Computational methods used in Wu et al.

`EM`: Estimating parameters using expectation maximization (EM)

Use expectation maximization (EM) to estimate parameters for mixture of dirichlet-multinomials (MDM) models from counts-by-ref file generated by the python script.

Requirement

Scripts and usages

`search_em_mdm.R`: EM for trio data

3 parameters required.

Rscript search_em_mdm.R numTrial numComponent countsByRefFile

numTrail: The number of attemps to estimate the parameters
numComponent: The number of components in the MDM model. A suffix 'p' or "P" can be appended to the number, which will use an alternative filtering process (See Note below).
countsByRefFile: Counts-by-ref file generated from the python script get_base_counts_trio.py
The default read count filter is 10 and 150. This can be change by
```
upperLimit <- 150
lowerLimit <- 10
```

`search_em_mdm_single.R`: EM for single data

3 parameters required.

Rscript em_mdm_single.R numTrial numComponent countsByRefFileSingle

numTrail: The number of attemp to estimate the parameters. Same as above
numComponent: The number of components in the MDM model.
countsByRefFileSingle: Counts-by-ref file generated from the python script get_base_counts_single.py

`mdm.R`: Core functions

Usually don't use this directly.

Example

Run EM on 2 components MDM model with alternative filter 5 times on counts_example_byref.txt

Rscript search_em_mdm.R 5 2P counts_example_byref.txt

The expected output should be something like the following and you should have different ll values. The max ll we are able to obtain for the example dataset is -2593.181911539119

Searching for maximum likelihood of 2-component model....
Using potential heterozygous data with 10x to 150x coverage....
  Trial 1: ll = -2593.377037122174 (max ll = -2593.377037122174)
  Trial 2: ll = -2593.424801477642 (max ll = -2593.377037122174)
  Trial 3: ll = -2593.18827510774 (max ll = -2593.18827510774)
  Trial 4: ll = -2593.199191810304 (max ll = -2593.18827510774)
  Trial 5: ll = -2593.560652839873 (max ll = -2593.18827510774)
Saving results to em_mdm_example_2P_results_10275.RData ...

Note

There are two different filtering processes. The default filter used both read counts (default values: between 10 and 150) and previous SNPs calls result. In our case, we are using the results from 1000 Genomes Project. This is used to generate the True Heterozygote (TH) dataset in our paper.

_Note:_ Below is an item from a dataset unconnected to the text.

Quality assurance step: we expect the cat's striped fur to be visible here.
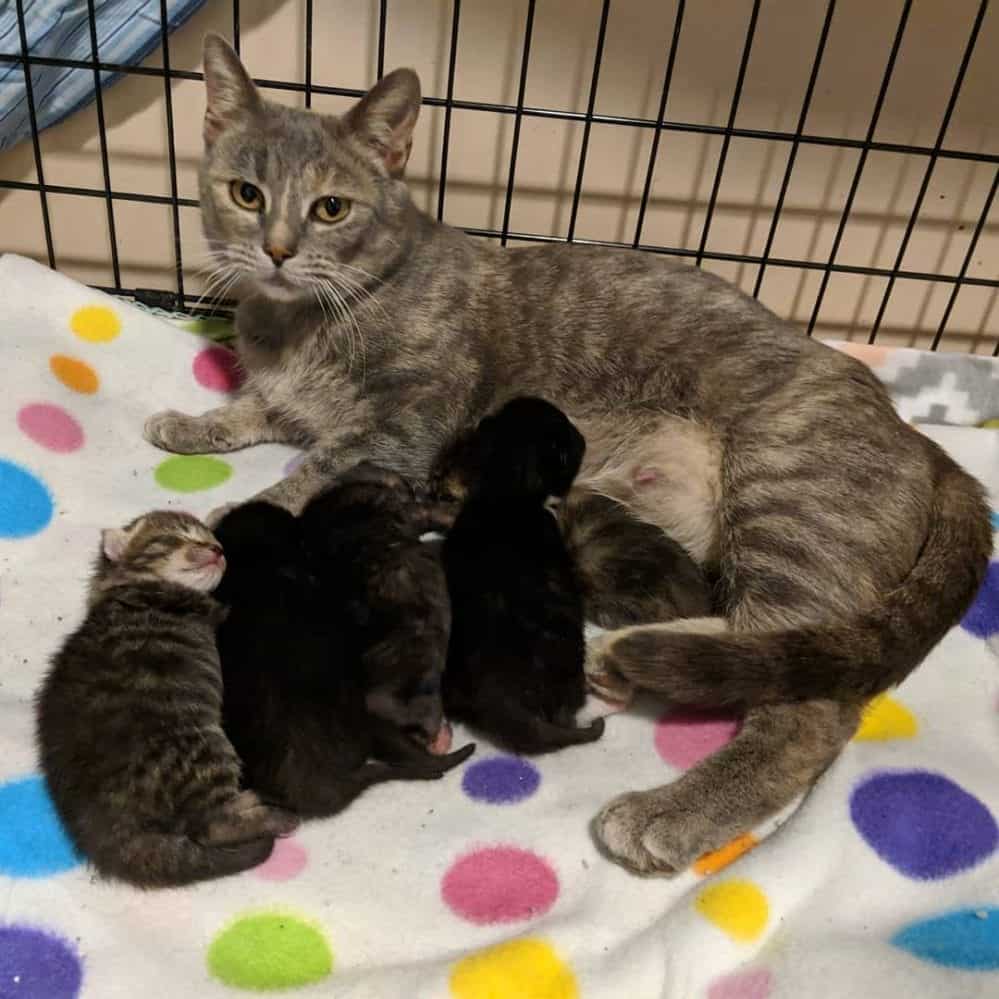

An alternative filter only filtering on read counts. This is used to generate the Potential Heterozygote (PH) dataset in our paper. When the users specify the number of components, if a suffix "p" or "P" is appended (e.g. 3p or 4P), then the alternative filter is applied.

`SNP`: Calling heterozygous sites

Call heterozygous sites using Samtools and BCFtools. Filter the results and generate base counts-by-ref files for expectation maximization analyses.

Requirement

Samtools version 1.2 or later
BCFtools version 1.2 or later
Python 2.7
Recommendation: GNU Parallel

Scripts and usages

`pipelineCore.sh`: Main scriipt to run the analyses

Calls other scripts in the folder

The following parameters are required.

datasetName="CEU13_example" #Can be any name
chromosome=21 #Which chromosome would you like to perforem the analyses on
chromosomePosition=":9411180-9421180"  #Perfrom analyses on a specific region e.g. chromosomePosition=":10000-20000"
#chromosomePosition="" #Blank: perform analyses on the whole chromosame.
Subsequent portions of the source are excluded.